A posthumous memoir by Martin Luther King Jr.’s widow, told via a journalist, minister, and longtime friend.
In an afterward, Reynolds, a journalist and friend to Coretta Scott King (1927-2006) and a former USA Today editorial board member, offers the “making of her memoir,” which required many recorded interviews since her first article about King for the Chicago Tribune in 1975, with their formal contract signed in 1997. Overall, the tone is as gracious, elegant, and soft-spoken as the legendary Southern lady and concert singer, who was born in the deeply segregated town of Heiberger, Alabama, where her black family was regularly terrorized by whites, including the burning of her house when she was 15 years old. Resilient and fearless due to the example of her harassed father, King was inculcated in the Mount Tabor AME Zion church, where her grandfathers were leaders. Attending the Lincoln missionary school, she found her “escape route” from the South in multicultural Antioch College (Ohio), then followed her passion for classical music to the New England Conservatory, in Boston, where she met the “too short” and unprepossessing minister from Atlanta, MLK Jr. Coretta wanted to be a concert singer and live comfortably in the North, while Martin wanted her to be his wife and have children and move to Montgomery to fight desegregation with nonviolence.
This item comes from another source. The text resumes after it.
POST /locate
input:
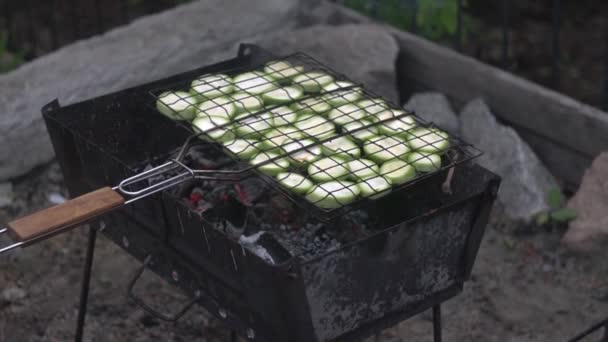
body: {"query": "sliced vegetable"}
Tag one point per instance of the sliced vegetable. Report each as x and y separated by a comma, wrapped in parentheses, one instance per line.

Eventually, she came around to embrace his ideals. While her memoir is very much her own journey, it is also about her collaboration with her husband, and she insists they both had a calling by God: “God appeared to have appointed Martin and me…to become the messengers.” The author does not countenance rumors that her husband was unfaithful, insisting that the FBI planted evidence as a smear campaign. In the end, her four children and her “fifth child,” the Martin Luther King Jr. Center for Nonviolent Social Change, in Atlanta, remain her greatest legacies.
A touching memoir from an important figure in the civil rights movement.